Experimental HIV drug seems effective at a twice-a-year dose, study finds

An experimental new HIV treatment could, with just one dose, reduce the amount of virus in an infected person for up to six months. But experts aren’t convinced the advance will significantly change how we treat HIV anytime soon.

A group of researchers from Gilead Sciences developed a new drug dubbed lenacapavir, described Wednesday in Nature, that targets an HIV protein called capsid that has been nearly untargetable until now. Targeting capsid weakens the HIV virus’ outer coating, making it harder for the virus to infect our cells or protect itself from our body’s defenses. Current HIV treatments — which most patients must take daily — target proteins involved in the early stages of the virus’ life cycle, but targeting capsid affects multiple phases.

Experts are hesitant to use this drug alone in the clinic if it is approved. Patients are currently prescribed a combination of antiretrovirals that target different HIV proteins — a way to prevent HIV from becoming resistant to the treatment. Gilead is still hoping it can develop other long-acting antiretrovirals that could be given to patients in combination with lenacapavir, according to Martin Rhee, the company’s director of clinical research.

I have high “hopes for it to go through to the clinic and have another arrow in the quiver for treatment of HIV,” said Sumit Chanda, director and professor of the Immunity and Pathogenesis Program at the Sanford Burnham Prebys Medical Discovery Institute, who was not involved in Gilead’s research.

Right now, nearly everyone with HIV — about 1.2 million people in the United States — takes a combination antiretroviral pill every single day.

But taking a pill every day isn’t always easy. One missed pill lets the virus replicate just a little bit, and when patients miss their dose too often, HIV can become resistant to the drug. Rhee, the Gilead director and one of the authors on the study, claims patients also report personal issues with the daily pill.

“You may need to sometimes take the pill in front of other people or have to go to the pharmacy to get the pill. And some people would rather do it more discreetly. Taking a pill for HIV can be associated with a lot of stigma. And so, long-acting regimens can remove that stigma for people. And so that’s why we are working on developing long-acting agents,” he said.

Lenacapavir directly addresses these concerns — 40 healthy individuals injected with the drug still had traces of the drug in their system up to six months later. Treatment in 32 HIV-positive patients treated with low concentrations of the drug significantly reduced the amount of virus after only nine days. The 40 healthy individuals recruited were 19-44 years old — 13% were female and 11% were Black. None of the 32 HIV infected patients were female, and 3% were Black.

But lenacapavir has its drawbacks. Initial studies in a dish revealed that some strains of HIV may be slightly resistant to the treatment. That’s true with current therapies, too — which is why the different antiretroviral drugs are given in combination, to help ensure they target multiple phases of the virus’ life cycle and prevent drug resistance.

Gilead is currently investigating if Lencapavir does work in combination with current HIV antivirals on the market, but none are as long acting.

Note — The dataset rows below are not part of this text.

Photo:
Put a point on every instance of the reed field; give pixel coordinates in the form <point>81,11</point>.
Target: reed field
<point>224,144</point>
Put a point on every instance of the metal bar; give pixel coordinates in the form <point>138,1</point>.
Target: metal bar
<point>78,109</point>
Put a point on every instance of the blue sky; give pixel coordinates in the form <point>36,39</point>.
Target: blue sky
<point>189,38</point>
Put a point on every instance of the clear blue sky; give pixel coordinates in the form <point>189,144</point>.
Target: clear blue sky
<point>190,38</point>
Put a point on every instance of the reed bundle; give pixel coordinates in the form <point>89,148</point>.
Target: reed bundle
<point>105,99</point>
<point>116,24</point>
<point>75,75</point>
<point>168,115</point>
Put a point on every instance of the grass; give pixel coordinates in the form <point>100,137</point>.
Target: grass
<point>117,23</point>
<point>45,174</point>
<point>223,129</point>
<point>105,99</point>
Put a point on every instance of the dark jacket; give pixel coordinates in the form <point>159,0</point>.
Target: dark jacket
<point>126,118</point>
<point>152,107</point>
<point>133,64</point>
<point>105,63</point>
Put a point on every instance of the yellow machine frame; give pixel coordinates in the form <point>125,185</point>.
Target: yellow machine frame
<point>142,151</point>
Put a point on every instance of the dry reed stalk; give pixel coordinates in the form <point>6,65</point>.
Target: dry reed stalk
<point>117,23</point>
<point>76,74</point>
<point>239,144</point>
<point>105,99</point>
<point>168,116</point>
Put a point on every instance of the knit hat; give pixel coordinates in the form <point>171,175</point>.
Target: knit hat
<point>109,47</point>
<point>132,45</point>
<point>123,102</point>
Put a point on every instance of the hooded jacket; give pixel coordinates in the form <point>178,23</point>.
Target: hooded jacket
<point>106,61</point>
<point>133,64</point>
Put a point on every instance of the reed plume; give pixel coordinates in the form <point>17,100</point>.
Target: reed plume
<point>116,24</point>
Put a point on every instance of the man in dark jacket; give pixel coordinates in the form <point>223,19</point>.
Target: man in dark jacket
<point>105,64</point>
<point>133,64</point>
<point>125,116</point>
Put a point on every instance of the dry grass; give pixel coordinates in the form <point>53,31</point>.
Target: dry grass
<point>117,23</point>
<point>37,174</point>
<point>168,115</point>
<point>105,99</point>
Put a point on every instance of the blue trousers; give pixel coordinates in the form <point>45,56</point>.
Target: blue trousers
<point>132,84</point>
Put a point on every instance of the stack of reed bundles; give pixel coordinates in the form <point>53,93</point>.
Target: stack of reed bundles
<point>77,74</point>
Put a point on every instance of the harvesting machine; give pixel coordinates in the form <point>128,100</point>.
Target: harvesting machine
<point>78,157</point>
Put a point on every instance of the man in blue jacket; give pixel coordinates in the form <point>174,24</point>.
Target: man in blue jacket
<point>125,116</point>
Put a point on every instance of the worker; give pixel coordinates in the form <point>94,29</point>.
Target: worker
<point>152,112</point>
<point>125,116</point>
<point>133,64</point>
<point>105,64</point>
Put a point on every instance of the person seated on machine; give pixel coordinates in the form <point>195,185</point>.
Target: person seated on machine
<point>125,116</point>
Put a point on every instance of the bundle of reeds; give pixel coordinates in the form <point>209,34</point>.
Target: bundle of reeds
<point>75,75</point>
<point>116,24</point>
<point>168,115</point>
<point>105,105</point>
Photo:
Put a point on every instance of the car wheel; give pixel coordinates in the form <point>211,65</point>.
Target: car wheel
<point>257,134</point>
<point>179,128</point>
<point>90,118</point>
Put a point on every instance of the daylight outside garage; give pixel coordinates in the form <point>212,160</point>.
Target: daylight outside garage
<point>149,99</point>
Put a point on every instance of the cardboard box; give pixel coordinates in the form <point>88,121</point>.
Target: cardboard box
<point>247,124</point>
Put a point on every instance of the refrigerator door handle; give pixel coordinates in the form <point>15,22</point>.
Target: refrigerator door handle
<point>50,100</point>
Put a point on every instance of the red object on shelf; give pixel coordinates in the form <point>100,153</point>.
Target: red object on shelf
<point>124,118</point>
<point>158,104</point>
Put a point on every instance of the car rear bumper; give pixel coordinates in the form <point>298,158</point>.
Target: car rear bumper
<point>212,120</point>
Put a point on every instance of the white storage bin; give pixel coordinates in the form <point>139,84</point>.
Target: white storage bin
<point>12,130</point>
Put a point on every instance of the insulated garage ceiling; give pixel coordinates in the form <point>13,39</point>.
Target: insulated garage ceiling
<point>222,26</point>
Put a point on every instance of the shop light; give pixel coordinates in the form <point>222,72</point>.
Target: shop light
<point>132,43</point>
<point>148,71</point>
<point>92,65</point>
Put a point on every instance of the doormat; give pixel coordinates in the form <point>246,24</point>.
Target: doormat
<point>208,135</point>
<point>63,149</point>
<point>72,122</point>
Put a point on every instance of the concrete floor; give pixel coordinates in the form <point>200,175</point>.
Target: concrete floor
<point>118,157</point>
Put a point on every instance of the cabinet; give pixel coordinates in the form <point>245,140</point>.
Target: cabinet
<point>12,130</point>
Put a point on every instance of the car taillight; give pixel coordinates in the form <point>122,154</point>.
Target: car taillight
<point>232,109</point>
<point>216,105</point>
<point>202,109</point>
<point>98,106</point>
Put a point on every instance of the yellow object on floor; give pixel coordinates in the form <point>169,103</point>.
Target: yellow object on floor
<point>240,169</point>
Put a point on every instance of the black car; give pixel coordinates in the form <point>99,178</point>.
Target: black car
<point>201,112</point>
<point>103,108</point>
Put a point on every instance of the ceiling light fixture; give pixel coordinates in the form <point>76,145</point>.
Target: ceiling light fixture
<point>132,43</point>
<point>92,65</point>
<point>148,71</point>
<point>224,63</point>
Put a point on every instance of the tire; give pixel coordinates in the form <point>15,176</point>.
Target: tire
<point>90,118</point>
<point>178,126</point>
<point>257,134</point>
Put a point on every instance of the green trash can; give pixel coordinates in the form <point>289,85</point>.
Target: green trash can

Experts say this issue must be addressed in the next phases of the clinical trial.

“You have a single drug here, which looks fantastic, but [it] has potential capacity for resistance, so that’s a big question mark. Can we find long-acting antiretrovirals that they can give in combination? That will ensure that resistance is not going to be an issue,” said Chanda, the Sanford Burnham researcher.

Rhee explained that using the drug alone is not Gilead’s long-term plan. They are developing long-acting drugs against other HIV proteins to combine with Lenacapavir.

Baird analyst Brian Skorney also pointed out this treatment is “a step, not a leap.” Current treatments for HIV are highly effective, and convincing doctors to switch to a new treatment may be a hard sell, he said. But predicting the next big thing in HIV treatment is nearly impossible — and Gilead will want to maintain its status as a leader in the field.

“Whether or not this becomes a commercial opportunity, a very profitable opportunity for them, I think they want to be there to create as many options and to continue to help spearhead the evolution of HIV treatment. And I think this is one of the ways that at minimum is helping to evolve the treatment paradigm and helping to provide patients with more and more options,” he said.

Correction: An earlier version of this article incorrectly suggested Gilead had already studied Lencapavir’s efficacy in combination with other anti-retrovirals. It is still investigating.